There is no reason to think this pattern will remain confined to software engineering. The same dynamic is likely to extend into scientific research. A researcher will outline a hypothesis, define relevant constraints, datasets, and literatures, and then allow an AI system to spend hours or days exploring the space around that idea. By the time the researcher returns, the system may have surfaced supporting and contradictory evidence, mapped adjacent theories, identified gaps, proposed experimental designs, and even generated candidate interpretations. The human role does not disappear. It becomes more strategic. The researcher becomes a director of inquiry rather than a bottleneck within it. This is not the automation of science in the sense of replacing scientists. It is the expansion of scientific cognition, where each researcher can effectively deploy a persistent, high-bandwidth investigative process that continues working even in their absence.

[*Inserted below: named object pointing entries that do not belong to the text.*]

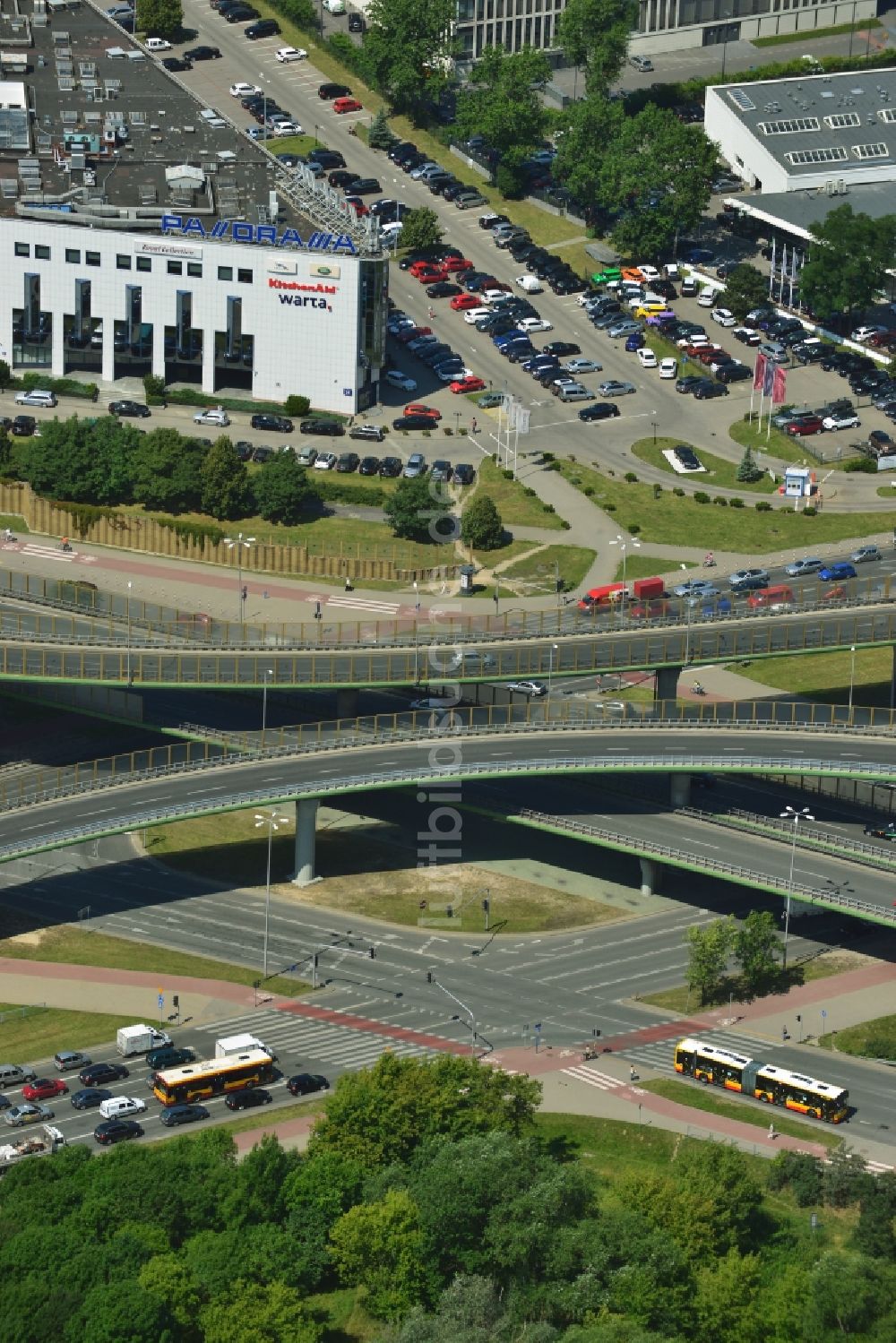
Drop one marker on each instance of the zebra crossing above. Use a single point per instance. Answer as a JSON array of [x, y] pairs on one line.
[[296, 1039]]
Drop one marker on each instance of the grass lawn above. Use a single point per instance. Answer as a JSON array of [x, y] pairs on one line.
[[825, 676], [517, 504], [874, 1038], [46, 1030], [538, 571], [710, 1103], [719, 473], [78, 947], [677, 521]]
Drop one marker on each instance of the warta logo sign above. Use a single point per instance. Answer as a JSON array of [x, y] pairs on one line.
[[260, 234]]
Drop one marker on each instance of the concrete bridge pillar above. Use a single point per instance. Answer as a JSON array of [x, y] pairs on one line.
[[347, 702], [667, 686], [650, 876], [306, 841], [680, 788]]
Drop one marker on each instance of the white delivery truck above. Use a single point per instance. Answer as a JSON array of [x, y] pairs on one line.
[[228, 1045], [140, 1039], [40, 1143]]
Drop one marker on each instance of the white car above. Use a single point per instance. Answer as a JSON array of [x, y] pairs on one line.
[[212, 417], [841, 420], [395, 379]]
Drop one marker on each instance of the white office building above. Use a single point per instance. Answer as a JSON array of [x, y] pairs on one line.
[[142, 234]]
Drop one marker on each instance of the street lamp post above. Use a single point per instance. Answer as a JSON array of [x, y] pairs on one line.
[[791, 814], [241, 543], [268, 673], [273, 822]]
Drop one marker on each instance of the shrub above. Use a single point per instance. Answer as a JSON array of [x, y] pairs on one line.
[[297, 406]]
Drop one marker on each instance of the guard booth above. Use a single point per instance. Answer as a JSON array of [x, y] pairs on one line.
[[468, 573]]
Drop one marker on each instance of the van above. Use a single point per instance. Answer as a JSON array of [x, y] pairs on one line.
[[777, 595], [13, 1074]]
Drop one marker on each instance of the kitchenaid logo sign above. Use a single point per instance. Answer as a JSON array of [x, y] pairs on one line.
[[298, 295], [261, 234]]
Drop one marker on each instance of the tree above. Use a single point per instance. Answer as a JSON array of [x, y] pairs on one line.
[[379, 136], [408, 51], [481, 525], [594, 35], [745, 290], [501, 101], [225, 481], [755, 949], [747, 470], [160, 18], [379, 1246], [421, 228], [419, 512], [282, 489], [848, 261], [708, 951]]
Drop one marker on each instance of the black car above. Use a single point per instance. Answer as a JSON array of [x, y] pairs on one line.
[[444, 289], [90, 1098], [279, 423], [413, 422], [303, 1084], [331, 427], [99, 1073], [247, 1098], [183, 1115], [134, 409], [117, 1131], [599, 409]]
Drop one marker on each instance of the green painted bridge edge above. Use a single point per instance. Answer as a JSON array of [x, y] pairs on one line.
[[600, 842]]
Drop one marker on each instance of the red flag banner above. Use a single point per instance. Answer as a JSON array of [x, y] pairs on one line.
[[759, 374]]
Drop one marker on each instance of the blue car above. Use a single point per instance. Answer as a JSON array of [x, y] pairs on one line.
[[834, 572]]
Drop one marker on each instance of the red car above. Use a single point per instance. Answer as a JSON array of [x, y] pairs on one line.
[[812, 425], [462, 301], [418, 409], [45, 1088]]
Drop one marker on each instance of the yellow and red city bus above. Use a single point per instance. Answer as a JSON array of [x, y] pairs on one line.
[[766, 1081], [212, 1077]]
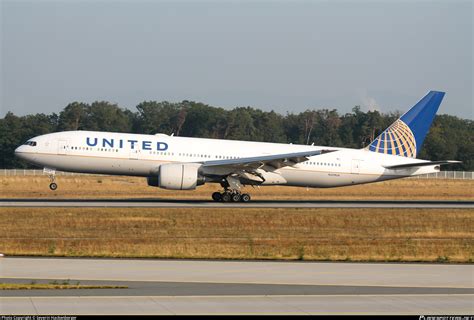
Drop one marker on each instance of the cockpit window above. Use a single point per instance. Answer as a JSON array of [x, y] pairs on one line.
[[30, 143]]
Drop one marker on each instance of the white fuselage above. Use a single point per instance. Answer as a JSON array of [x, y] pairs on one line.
[[141, 155]]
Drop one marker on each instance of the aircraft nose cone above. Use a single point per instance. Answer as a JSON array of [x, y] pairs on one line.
[[19, 152]]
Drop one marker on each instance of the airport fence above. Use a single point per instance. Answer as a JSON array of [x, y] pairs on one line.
[[462, 175]]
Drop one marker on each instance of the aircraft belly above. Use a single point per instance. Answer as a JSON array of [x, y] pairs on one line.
[[100, 165], [321, 179]]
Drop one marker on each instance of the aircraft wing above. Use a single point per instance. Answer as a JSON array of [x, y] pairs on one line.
[[420, 164], [275, 160]]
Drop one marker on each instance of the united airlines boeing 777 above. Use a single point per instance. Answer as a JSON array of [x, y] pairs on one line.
[[181, 163]]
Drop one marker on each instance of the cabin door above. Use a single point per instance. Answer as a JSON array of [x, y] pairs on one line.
[[355, 166], [63, 147]]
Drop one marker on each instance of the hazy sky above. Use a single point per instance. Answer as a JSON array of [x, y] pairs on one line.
[[280, 55]]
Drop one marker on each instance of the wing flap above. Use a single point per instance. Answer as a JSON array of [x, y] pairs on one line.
[[420, 164], [274, 160]]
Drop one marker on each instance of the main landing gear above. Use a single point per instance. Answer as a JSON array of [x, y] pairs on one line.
[[231, 192], [230, 196], [52, 177]]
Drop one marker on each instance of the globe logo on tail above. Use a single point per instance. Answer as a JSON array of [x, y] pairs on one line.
[[398, 139]]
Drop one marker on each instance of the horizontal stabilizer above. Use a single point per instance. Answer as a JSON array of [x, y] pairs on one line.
[[421, 164]]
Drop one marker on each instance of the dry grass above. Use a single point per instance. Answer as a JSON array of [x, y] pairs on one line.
[[39, 286], [309, 234], [129, 187]]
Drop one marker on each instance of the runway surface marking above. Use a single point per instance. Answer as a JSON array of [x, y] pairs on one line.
[[225, 287], [353, 304], [243, 272], [162, 203], [140, 288]]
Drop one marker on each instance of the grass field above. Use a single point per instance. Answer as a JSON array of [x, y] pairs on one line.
[[129, 187], [290, 234], [42, 286]]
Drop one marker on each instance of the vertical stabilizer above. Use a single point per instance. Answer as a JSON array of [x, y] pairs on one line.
[[406, 135]]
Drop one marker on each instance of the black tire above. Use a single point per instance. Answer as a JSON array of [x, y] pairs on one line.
[[236, 197], [226, 197], [245, 197], [216, 196]]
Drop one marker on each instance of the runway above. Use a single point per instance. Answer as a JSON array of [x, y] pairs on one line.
[[167, 203], [232, 287]]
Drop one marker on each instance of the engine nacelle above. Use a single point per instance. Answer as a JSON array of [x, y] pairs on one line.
[[177, 176]]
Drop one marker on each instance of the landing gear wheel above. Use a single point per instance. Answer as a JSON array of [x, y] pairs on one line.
[[236, 197], [245, 197], [216, 196], [226, 197]]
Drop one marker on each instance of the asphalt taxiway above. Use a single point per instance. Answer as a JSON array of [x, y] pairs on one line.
[[167, 203], [207, 287]]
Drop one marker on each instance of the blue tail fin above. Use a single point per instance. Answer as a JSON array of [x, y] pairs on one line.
[[406, 135]]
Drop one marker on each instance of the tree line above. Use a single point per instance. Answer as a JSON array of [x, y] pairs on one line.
[[449, 138]]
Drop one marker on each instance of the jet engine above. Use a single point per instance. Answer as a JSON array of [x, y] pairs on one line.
[[177, 176]]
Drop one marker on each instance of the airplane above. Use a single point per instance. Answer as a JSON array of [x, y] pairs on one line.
[[183, 163]]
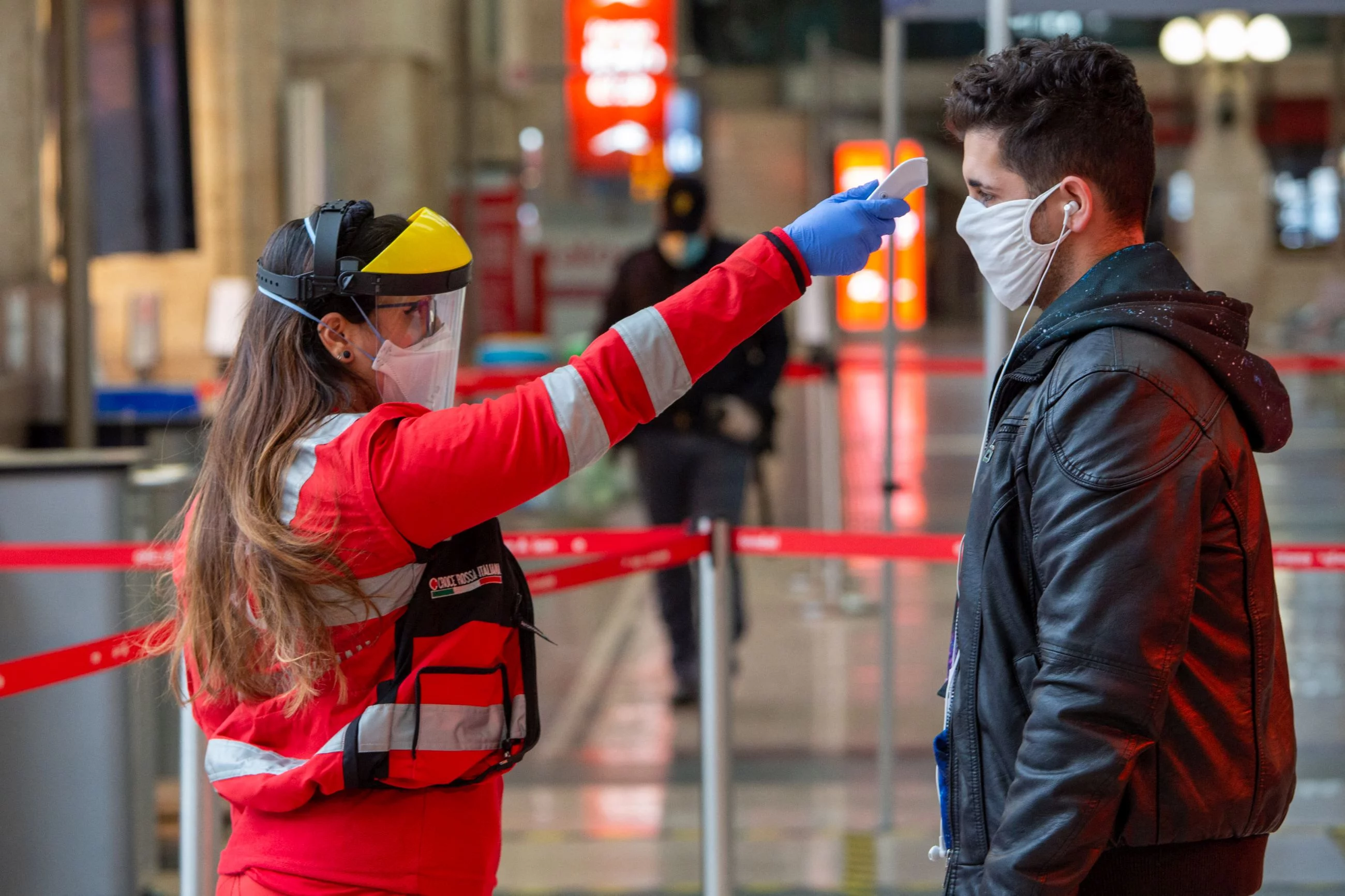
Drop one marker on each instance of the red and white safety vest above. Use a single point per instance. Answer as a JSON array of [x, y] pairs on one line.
[[442, 675]]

This trajectory points toward something larger. It points toward what I have called the Final Library. By this I do not mean a literal building or a single finished archive. I mean a new kind of knowledge environment. The Final Library is a continuously updated, AI-mediated repository that contains not only the full recorded output of human thought, but also the synthetic expansions of that thought generated by machine systems. It does not simply store information. It organizes it, cross-references it, tests it, refines it, and maps the relationships between ideas. It is less like a shelf of books and more like a living, navigable landscape of concepts. You can read my full description here.


https://iteratedinsights.com/2025/12/02/the-final-library-and-the-last-years-of-human-original-thought/


In this environment, knowledge is not just retrieved. It is actively explored. A user can move from high-level summaries to fine-grained detail, from one field to another, from established results to open questions, all within a unified system. The library identifies connections, highlights contradictions, surfaces gaps, and suggests new directions. It represents not just what humans have discovered, but much of what humans could have discovered within the limits of our cognitive reach. It is, in effect, a mapping of human-accessible idea space.


There may not be only one such library. Different institutions, companies, and societies may build their own versions, with different biases, access rules, and priorities. But the general trajectory is clear. We are moving toward a world in which large portions of knowledge are mediated through systems that can search, synthesize, and extend ideas far beyond individual human capacity. This does not eliminate human thinking. It changes its role. Humans become more like navigators, evaluators, and integrators within a vastly expanded conceptual landscape.


From this perspective, the fear of AI slop looks misplaced. Yes, there will be mistakes. Yes, there will be low-quality uses of the technology. But those are transitional effects. The deeper shift is that AI is dramatically increasing our ability to explore and organize knowledge. It is making it easier to test ideas, connect domainst, and build arguments. It is not collapsing science. It is scaling it.


The real challenge is not to keep AI out of scholarship. It is to use it well. To verify carefully. To remain intellectually responsible. To take advantage of the expanded search capacity without becoming complacent. If those conditions are met, then AI will not degrade scientific inquiry. It will accelerate it. And in doing so, it will help build the kind of knowledge system that previous generations could only approximate, a living, evolving, machine-assisted library of human and post-human thought.